Now it's time to go over a few miscellaneous items.
- Quick release levers are often found on wheel hubs and at the seat post connection. Be sure these levers are properly in the closed positions and are providing a tight fit.
- Twist the saddle post stem, brake levers, gear shift levers, and handlebars to make sure all are snug and working properly. If not, tighten them up.
- Lift the bike off of the ground, give it a shake and then, from a height of only an inch or so, drop it. What you're looking and listening for are rattles or other funny noises that might indicate a problem. Tighten what rattles.
- Have your child get on the bike (or get on yourself, if it's your bike) and take a brief roll around the driveway. Then pedal around just up the street a bit. Try out the brakes and steering. Make sure the wheels feel right. Listen again for rattles and squeaks. If something needs an adjustment, do it. If not, then you're ready to roll.
Obviously, no respectable bicycle safety checklist would be complete without a review of safety equipment, both on the bike itself and on the rider. There are literally hundreds of safety products and gadgets out there that you can buy, but you really don't have to go crazy. The key is to think sensibly and be safe.
On the Bike
Being safe means being seen. So, the first safety items bicycles should have are reflectors and lights.

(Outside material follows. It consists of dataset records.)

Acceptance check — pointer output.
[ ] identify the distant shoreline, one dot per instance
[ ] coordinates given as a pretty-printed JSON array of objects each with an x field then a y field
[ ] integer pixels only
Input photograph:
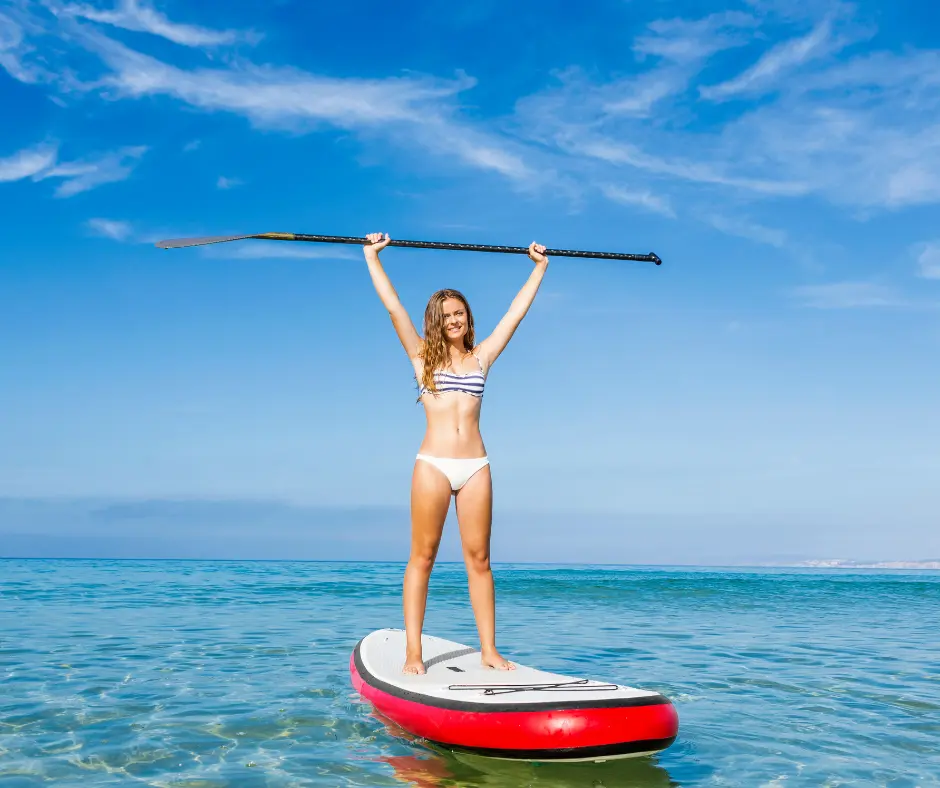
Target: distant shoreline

- Reflectors are recommended for both the front and back of the bike, but a red reflector, mounted on a rear fender or the back of the saddle, is a must. In the U.S., reflectors on pedals are now required on new bikes. If your bike doesn't have them, consider getting them. Reflectors that fit in the spokes are also a good idea for both the front and rear wheels.
- Lights are important if you or your child will be riding at night. Consider a front, white light with a steady beam, and a rear, red light with either a steady or flashing beam.
- If you or your child will be riding in traffic, consider attaching an orange flag that extends several feet above the bike.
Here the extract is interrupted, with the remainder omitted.